Se la forza di questo remake, infatti, è soprattutto nella caratterizzazione dei personaggi e nella bravura del cast, il limite maggiore è nella somiglianza con il film del 2009, di cui ripropone molte idee e intere sequenze, e contemporaneamente negli elementi in cui sceglie di discostarsene. Ad esempio, nell'originale a sopravvivere alla vittima non era la madre ma il marito - un uomo che non aveva nessun legame personale con il protagonista interpretato da Ricardo Darín; la rilevanza data al personaggio di Jess, pur fornendo l'occasione a Julia Roberts per dimostrare ancora una volta la sua bravura, impoverisce la storia di alcune delle sue suggestioni e banalizza la missione e l'ossessione dell'eroe.
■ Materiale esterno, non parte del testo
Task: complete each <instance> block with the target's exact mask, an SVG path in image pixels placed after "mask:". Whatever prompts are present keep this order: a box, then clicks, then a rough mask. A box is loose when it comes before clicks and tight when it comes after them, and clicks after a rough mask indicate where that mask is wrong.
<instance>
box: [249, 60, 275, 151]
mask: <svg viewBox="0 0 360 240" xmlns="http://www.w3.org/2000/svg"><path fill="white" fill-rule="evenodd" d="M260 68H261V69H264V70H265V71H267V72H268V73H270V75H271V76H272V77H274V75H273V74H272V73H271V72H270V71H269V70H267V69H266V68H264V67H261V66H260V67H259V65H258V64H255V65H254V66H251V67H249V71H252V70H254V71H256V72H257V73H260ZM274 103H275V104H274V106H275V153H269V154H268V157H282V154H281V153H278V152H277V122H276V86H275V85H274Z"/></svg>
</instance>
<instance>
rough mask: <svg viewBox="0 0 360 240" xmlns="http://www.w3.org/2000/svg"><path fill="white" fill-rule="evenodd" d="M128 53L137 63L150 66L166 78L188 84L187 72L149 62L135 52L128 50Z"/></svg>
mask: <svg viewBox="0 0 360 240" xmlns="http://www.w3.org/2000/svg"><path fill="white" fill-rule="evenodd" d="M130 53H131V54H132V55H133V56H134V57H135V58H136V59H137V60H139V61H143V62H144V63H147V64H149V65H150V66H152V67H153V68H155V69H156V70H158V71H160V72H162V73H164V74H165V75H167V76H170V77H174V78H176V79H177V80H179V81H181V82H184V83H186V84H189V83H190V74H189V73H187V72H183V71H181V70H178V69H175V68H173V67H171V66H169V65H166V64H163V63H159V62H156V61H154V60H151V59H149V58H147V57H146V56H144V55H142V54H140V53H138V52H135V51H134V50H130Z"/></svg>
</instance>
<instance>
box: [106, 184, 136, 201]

Nel complesso, inoltre, il film di Campanella metteva meglio a frutto le connotazioni del contesto storico per creare un'atmosfera ad un tempo malinconica e minacciosa, ed era più potente nelle scene di impatto visivo ed emotivo.
Il segreto dei suoi occhi è dunque un film equilibrato, emozionante e ben interpretato; ma, anche se è comprensibile la ragione per cui Hollywood sforna remake di opere non in lingua inglese e che quindi non arrivano al grande pubblico, difficilmente il film potrà esaltare chi conosce il film argentino cui resta fin troppo debitore.